Pression et excitation pour les joueuses de l’Attack

Quand on avance en âge, on a tendance à savourer un peu plus chacune de nos expériences. Et c’est encore plus vrai pour les sportifs et sportives. Jocelyne Landry réalise que sa belle carrière tire à sa fin et la patineuse de l’Attack de l’Atlantique entend bien en profiter au maximum. Pour elle, les séries qui s’amorcent samedi n’ont pas de prix.

L’attaquante âgée de 31 ans réalise pleinement qu’elle arrive au crépuscule de son parcours dans la Ligue nationale de ringuette.
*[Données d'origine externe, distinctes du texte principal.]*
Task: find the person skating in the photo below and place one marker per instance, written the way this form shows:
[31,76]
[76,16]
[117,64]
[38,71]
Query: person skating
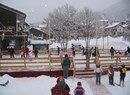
[112,50]
[98,70]
[6,83]
[79,90]
[61,87]
[66,65]
[35,52]
[111,74]
[122,75]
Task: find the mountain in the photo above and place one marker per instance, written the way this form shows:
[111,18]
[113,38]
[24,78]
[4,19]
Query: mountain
[118,11]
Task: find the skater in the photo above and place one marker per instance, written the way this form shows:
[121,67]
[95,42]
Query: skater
[122,75]
[98,70]
[73,50]
[111,74]
[58,50]
[35,52]
[83,50]
[79,90]
[112,50]
[11,51]
[66,65]
[128,52]
[5,83]
[61,88]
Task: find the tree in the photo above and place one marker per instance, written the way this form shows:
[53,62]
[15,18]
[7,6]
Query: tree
[62,23]
[87,29]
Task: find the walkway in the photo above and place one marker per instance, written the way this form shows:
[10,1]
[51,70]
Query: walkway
[97,89]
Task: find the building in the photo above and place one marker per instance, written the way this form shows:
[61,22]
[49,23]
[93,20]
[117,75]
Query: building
[115,29]
[12,28]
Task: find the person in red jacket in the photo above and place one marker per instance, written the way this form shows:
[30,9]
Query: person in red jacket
[79,90]
[60,87]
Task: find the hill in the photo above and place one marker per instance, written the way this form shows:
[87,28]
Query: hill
[118,11]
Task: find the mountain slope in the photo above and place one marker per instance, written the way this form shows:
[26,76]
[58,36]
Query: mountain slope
[118,11]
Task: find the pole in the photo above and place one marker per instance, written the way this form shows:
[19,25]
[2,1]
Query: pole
[107,40]
[49,52]
[96,58]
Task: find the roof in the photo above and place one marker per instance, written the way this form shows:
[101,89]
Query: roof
[39,41]
[12,10]
[38,29]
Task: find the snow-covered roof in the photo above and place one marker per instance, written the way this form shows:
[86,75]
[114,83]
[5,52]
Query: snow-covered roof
[113,25]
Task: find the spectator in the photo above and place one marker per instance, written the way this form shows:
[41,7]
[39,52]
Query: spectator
[98,70]
[79,90]
[23,52]
[122,75]
[58,50]
[35,52]
[111,74]
[73,50]
[27,52]
[11,51]
[66,65]
[112,50]
[83,50]
[60,88]
[5,83]
[128,52]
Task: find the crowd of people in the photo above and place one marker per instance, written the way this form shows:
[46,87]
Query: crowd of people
[62,88]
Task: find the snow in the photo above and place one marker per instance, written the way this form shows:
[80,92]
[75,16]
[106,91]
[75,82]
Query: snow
[42,85]
[112,25]
[117,43]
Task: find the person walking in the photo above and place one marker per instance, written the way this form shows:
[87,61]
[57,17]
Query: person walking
[66,65]
[11,51]
[98,70]
[61,87]
[58,50]
[122,75]
[36,52]
[128,52]
[112,50]
[111,74]
[79,90]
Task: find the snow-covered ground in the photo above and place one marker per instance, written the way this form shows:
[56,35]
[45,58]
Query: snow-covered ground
[117,43]
[42,85]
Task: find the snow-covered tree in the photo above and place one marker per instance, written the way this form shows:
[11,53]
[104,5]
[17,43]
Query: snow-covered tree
[62,23]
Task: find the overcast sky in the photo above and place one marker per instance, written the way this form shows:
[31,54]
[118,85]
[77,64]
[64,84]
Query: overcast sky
[36,10]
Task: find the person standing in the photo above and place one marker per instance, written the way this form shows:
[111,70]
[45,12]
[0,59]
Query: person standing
[111,74]
[58,50]
[98,70]
[128,52]
[73,50]
[79,90]
[60,88]
[122,75]
[35,52]
[11,51]
[83,50]
[112,50]
[66,65]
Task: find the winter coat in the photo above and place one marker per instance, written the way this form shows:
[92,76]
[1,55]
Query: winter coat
[123,72]
[110,71]
[79,90]
[66,62]
[57,90]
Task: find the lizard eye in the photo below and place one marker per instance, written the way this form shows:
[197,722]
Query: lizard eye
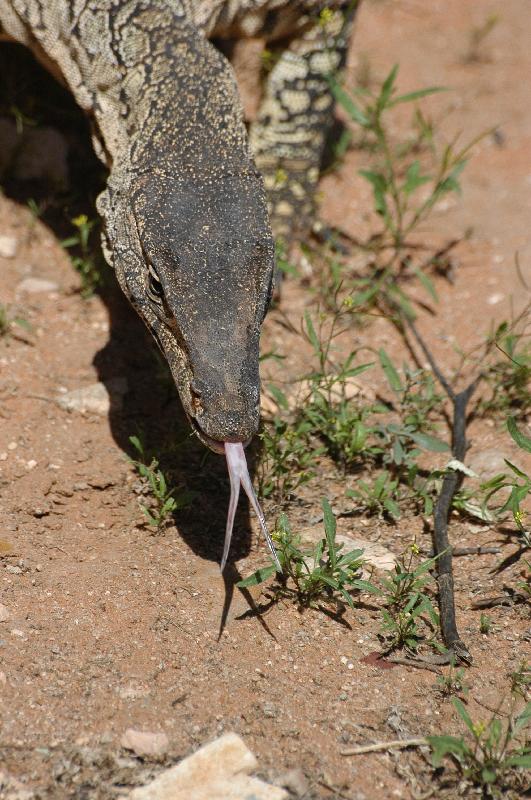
[155,290]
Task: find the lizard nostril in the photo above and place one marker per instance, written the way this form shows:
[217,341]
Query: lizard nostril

«Chaque saison, je me dis que c’est sans doute ma dernière, mais la saison suivante, je suis encore avec l’équipe. C’est devenu ma deuxième famille. J’adore être autour de l’équipe. J’ai dit aux filles qu’on devait gagner autant de championnats qu’on peut avant que je me retire pour vrai», rigole la joueuse originaire de Memramcook.

«Ça fait à peu près quatre ans que je dis que je vais prendre ma retraite. J’ai de la misère à décrocher. Je sais que la ringuette sera toujours dans ma vie, que ce soit comme joueuse ou comme entraîneuse», souligne le numéro 18 de l’Attack.

«Le sport m’a donné les plus beaux souvenirs de ma vie. Je veux redonner à la ringuette après ma carrière de joueuse.»

Landry est là depuis le premier jour de l’aventure de la formation (huit saisons) qui regroupe des patineuses des quatre coins du Canada atlantique.

«Je n’avais jamais gagné de championnat national. Pour moi, la saison passée, c’était un rêve que j’ai pu réaliser. C’est un but que je ne pensais jamais que j’allais atteindre. Pouvoir faire ça une deuxième fois, surtout à mon âge, serait quelque chose de très spécial.»

Celle qui travaille pour la GRC dans la vie de tous les jours affirme que l’Attack sera prêt à affronter le Lightning de Richmond Hill au premier tour éliminatoire.

«On a travaillé dur comme équipe pendant toute la saison. Avec ce qu’on a vécu l’an passé, on sait ce que ça prend pour aller jusqu’au bout. Ce n’est évidemment pas facile de remporter un championnat national», souligne-t-elle.

«Notre jeu défensif a toujours été un de nos défis. On essaie toujours de trouver des façons de réduire le nombre de buts qu’on accorde. C’est quelque chose qu’on pratique constamment.»

Selon elle, la pression de défendre le titre acquis en 2018 sera omniprésente.

«On essaie de ne pas y penser. Il n’y a aucune partie qui sera facile. Toutes les équipes qui sont là sont capables de gagner un championnat», mentionne Jocelyne Landry.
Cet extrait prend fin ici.